Prenons le cas du tabac. Le jeûne impose de longues heures sans cigarette. Cette abstinence forcée peut être le début d’un véritable sevrage. En quelques jours seulement, les bénéfices sont perceptibles : le taux d’oxygène dans le sang augmente, le goût revient, la respiration s’améliore. En adoptant quelques gestes simples, comme marcher après le ftour, boire un verre d’eau à la place d’une cigarette, ou éviter les contextes propices à la rechute, il devient possible de prolonger cette dynamique au-delà du mois de jeûne.
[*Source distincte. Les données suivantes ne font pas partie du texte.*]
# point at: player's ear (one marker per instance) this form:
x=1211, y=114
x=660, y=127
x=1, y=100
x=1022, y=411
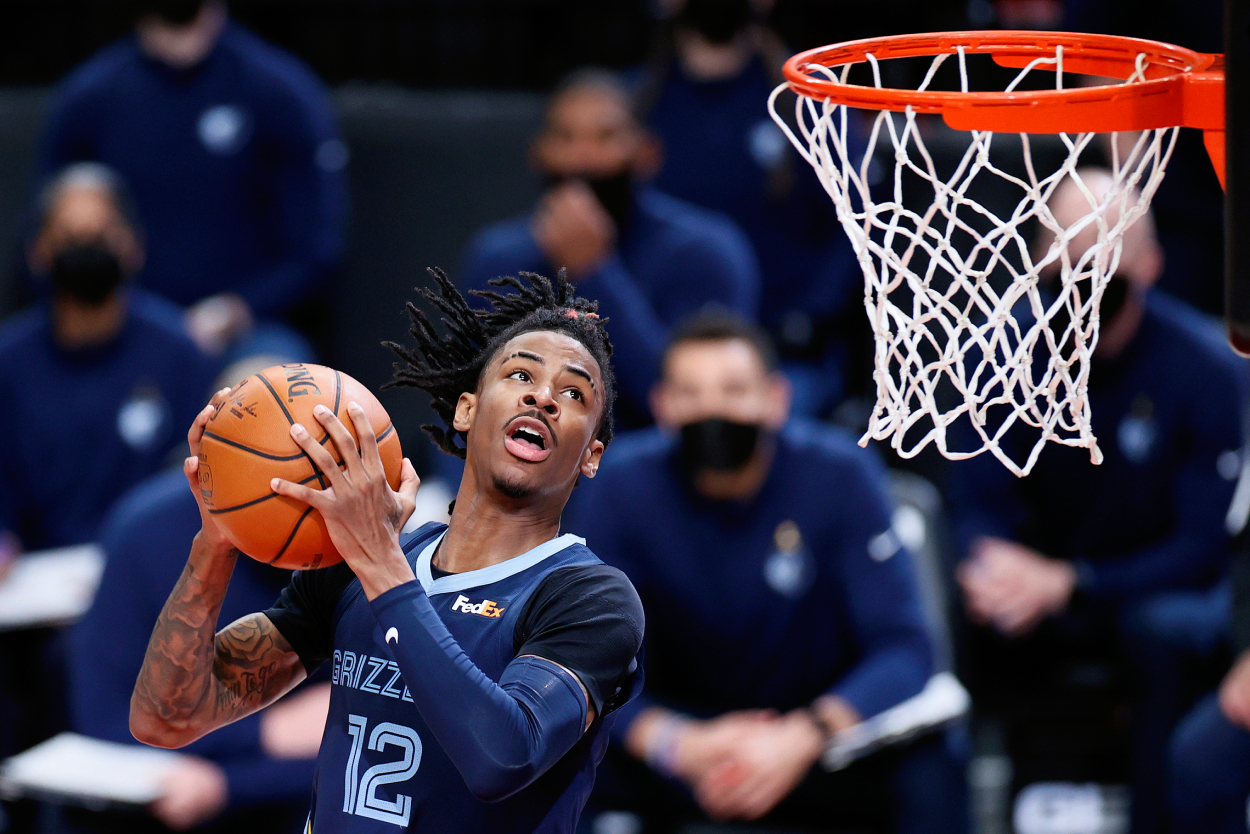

Même constat pour le café. La réduction soudaine de la caféine provoque souvent des effets de sevrage, maux de tête, irritabilité, mais ces désagréments sont transitoires. L’organisme, débarrassé de cette stimulation quotidienne, retrouve souvent un meilleur sommeil et une énergie plus stable. Substituer une partie de sa consommation par des infusions ou du thé peut aider à franchir ce cap sans brutalité.
Quant au sucre, omniprésent dans les traditions culinaires du Ramadan, il mérite lui aussi une attention particulière. Les excès après la rupture du jeûne peuvent entraîner des pics glycémiques, une digestion difficile et une sensation de fatigue. Là encore, une consommation plus modérée et réfléchie, en privilégiant des produits naturels comme les fruits ou les desserts faits maison, permet de retrouver un équilibre.
Mais le plus grand défi vient après le Ramadan. Comment maintenir ces acquis ? La clé réside dans l’auto-observation. Évaluer l’impact de ces changements, sur l’humeur, l’énergie, le sommeil, permet de prendre conscience des bénéfices concrets de ce mode de vie plus sobre. En transformant l’expérience temporaire en engagement personnel, le mois de Ramadan devient alors un tremplin vers des habitudes plus saines.
Loin d’être une simple pause dans les routines, le jeûne peut se révéler être un levier puissant pour revoir son rapport aux dépendances. C’est une occasion de se reconnecter à son corps, de redéfinir ses priorités, et peut-être, d’amorcer un changement durable.